Reid Duke of the Brandon Wheat Kings joins the Golden Knights

Brandon Wheat King shakes hands with Vegas Golden Knights assistant GM Kelly McCrimmonBrandon Wheat King Reid Duke (right) shakes hands with Vegas Golden Knights assistant GM Kelly McCrimmon (left). Photo provided by the Brandon Wheat Kings.

Late Monday afternoon the Golden Knights signed the first player in the team’s history, inking forward Reid Duke to a three-year, entry-level deal.

On a somewhat slow news day in the NHL, history was made with very little fanfare around the league. With the final expansion payment clearing, and the Vegas Golden Knights given the greenlight to start making deals on March 1, it took a few days for them to take that all-important first step.

Duke, a former Minnesota Wild draft pick back in 2014, has spent the last three years with the Brandon Wheat Kings. He has recorded 88 goals and 180 points over those three seasons, after recording 25 goals and 70 points over the same span of time with the Lethbridge Hurricanes.

“I’m a really good two-way forward,” Duke said in an interview with Sportsnet. “I like to think of myself as a pass-first player, but also someone that enjoys scoring and using my shot too.”

The Calgary native is one of those hard-working, blue-collar type players that the Golden Knights have mentioned they will be targeting. Knights GM George McPhee noted that the identity of the team will have that edge, saying they want to target guys that have worked hard for the chances they’ve got.

“He faced adversity straight on,” McPhee said discussing the signing. “We like those players that it hasn’t been easy for them. They become scrappers.”

An easy assignment for a team that will be built off the dregs of the other 30 teams in the league.
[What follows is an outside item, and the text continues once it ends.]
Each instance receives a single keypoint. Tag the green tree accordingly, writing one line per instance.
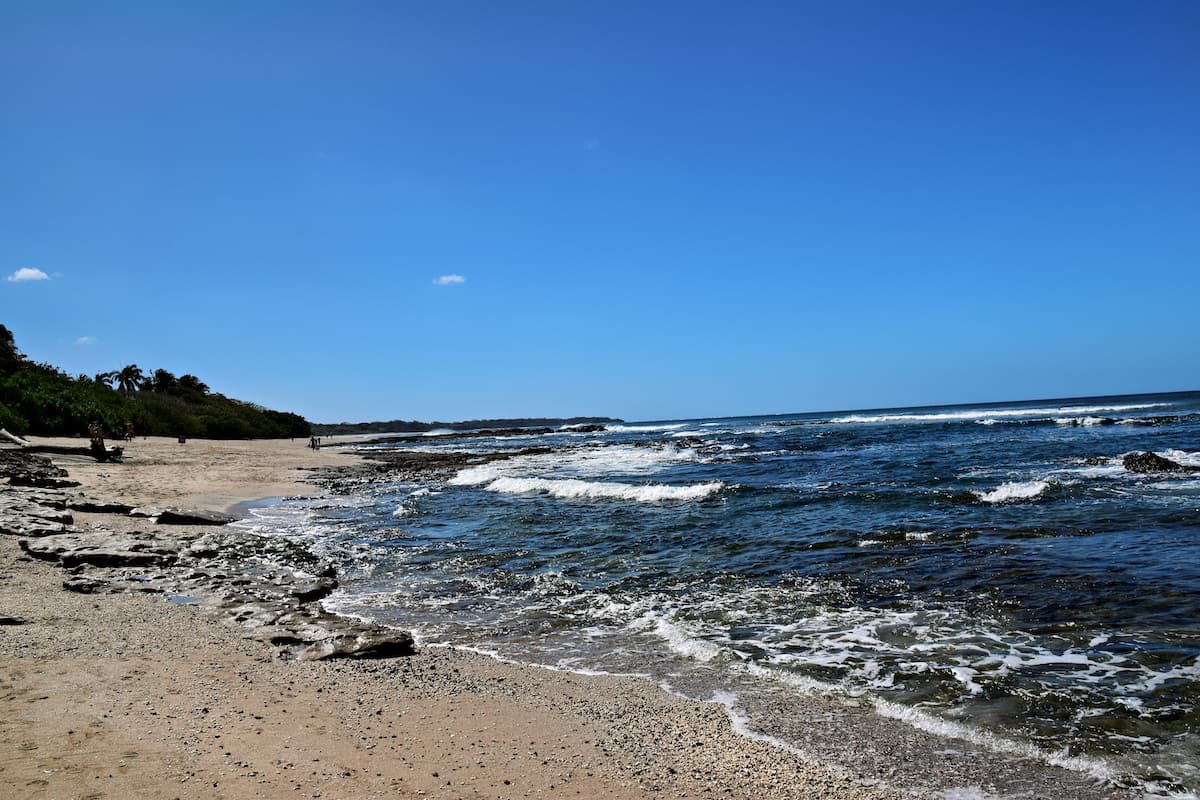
(163, 382)
(130, 379)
It appears that Duke was a known quantity for the brass in Sin City. Assistant GM Kelly McCrimmon is the longtime owner of the Wheat Kings, acting as the GM and head coach consistently over the years. He was the one responsible for bringing Duke over from the Hurricanes in 2014, and coached the young forward until this summer when he replaced himself with David Anning.

“I think what’s impressive with Reid is a high skill level and yet a guy that’s able to play a big, strong, heavy game,” McCrimmon said in a statement regarding Duke.

McCrimmon may have the chance to bring another one of his products into the Vegas fold, as the Golden Knights have the third best odds to land the first-overall pick in the 2017 NHL entry draft. Although many analysts have pegged this year’s draft class as a particularly weak one, with a shallow talent pool, it still appears that Brandon centre Nolan Patrick is set to be taken first.

However, after the last three drafts producing names like Connor McDavid, Auston Matthews, and Aaron Ekblad, anything short of a masterclass will look shallow.

Patrick is no slouch himself, putting up 42 points through just 28 games in an injury-shortened season. Although he’s unlikely to hit the 102 points he reached last season, Patrick is lighting it up heading into the draft.

McPhee and the rest of the Golden Knights front office are not the only ones in the organization who are excited about the prospect of picking the Winnipeg native in the draft.

“I think it’d be pretty cool if Patrick was there with me,” Duke said when asked who he’d like to play with in Vegas. “That would be crazy if we ended up there together.”

For now though, McCrimmon and Duke are the only Wheat Kings alum headed for the strip.